Oswald  Pohl, Leiter  des  SS-Wirtschaftsverwaltungshauptamtes in der „Dienstvorschrift für die Gewährung von Vergünstigungen an Häftlinge“ vom 15.5.1943: männliche Häftlinge bekommen bei höherer Arbeitsleistung Hafterleichterung, Verpflegungszulagen, Geldprämien, Tabakwaren und die Möglichkeit zum Bordellbesuch.

„Nur den Spitzenkräften soll auf Wunsch als besondere Belohnung der Besuch des Bordells ermöglicht werden. Die betreffenden Häftlinge stellen einen kurzen Antrag über den Schutzhaftlagerführer beim Lagerkommandanten, der ihn unverzüglich prüft und entscheidet. Der Lagerkommandant wird ermächtigt, die Erlaubnis zum Besuch des Bordells im Einzelfalle bis zu einem Mal wöchentlich zu erteilen. Ich weise jedoch besonders darauf hin, dass hierfür nur Häftlinge mit wirklich hervorragender Leistung zugelassen werden. Für den Besuch des Bordells haben die Häftlinge eine Gebühr von RM. 2,– zu entrichten.
Die Entrichtung erfolgt durch Abgabe eines Prämienscheines in dieser Höhe, den der Häftling an seiner Arbeitsstätte für seine dort geleistete Mehrarbeit erhalten hat. ...Von diesem Betrag erhält die Insassin des Bordells RM. –,45, der aufsichtsführende weibliche Häftling RM. 0,05, Rest in Höhe von RM. 1.50 ist vorläufig zu hinterlegen und halbjährlich, erstmalig zum 10.1.1944 für die Zeit bis zum 31.12.1943 dem Chef der Amtsgruppe D zu melden.” Die 45 Reichspfennige für die Frauen wurden nicht ausgezahlt.

Zunächst griff man für die Bordelle auf Frauen aus Konzentrationslagern, meist Ravensbrück, zurück, die im NS-Jargon als „asozial“ galten.

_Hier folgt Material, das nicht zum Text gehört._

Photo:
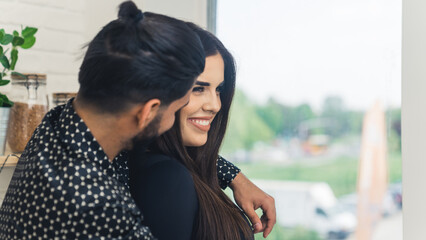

Beispielsweise Frauen, die den Bund Deutscher Mädel ablehnten oder sich prostituiert hatten. Im KZ Auschwitz wurden über 60 deutsche, polnische und ukrainische Frauen aus dem dortigen Frauenlager zwangsprostituiert. Zunächst durften nur Funktionshäftlinge das Lagerbordell besuchen, ab 1943 auch andere Häftlinge. Jüdischen Häftlingen und sowjetischen Kriegsgefangenen war der Bordellbesuch verboten. Manche Häftlinge lehnten den Besuch des Bordells aus moralischen Gründen ab.

Die Frauen mussten sich selber um ihre Gesunderhaltung kümmern. Wurden sie schwanger, wurde eine Zwangsabtreibung vorgenommen. Zogen sie sich eine Geschlechtskrankheit zu, kamen sie in medizinische Versuche, die sie in der Regel nicht überlebten, oder wurden erschossen. Suizidversuche wurden mit Bunker bestraft, anschließend mussten sie zurück ins Bordell.

Nach 1945 wurden die Lagerbordelle Jahrzehnte totgeschwiegen. Auch die betroffenen Frauen schwiegen. Für den Rest ihres Lebens waren sie schwer gezeichnet. BRD und DDR verweigerten ihnen nach dem Krieg die Anerkennung eines Opferstatus und damit eine Entschädigung.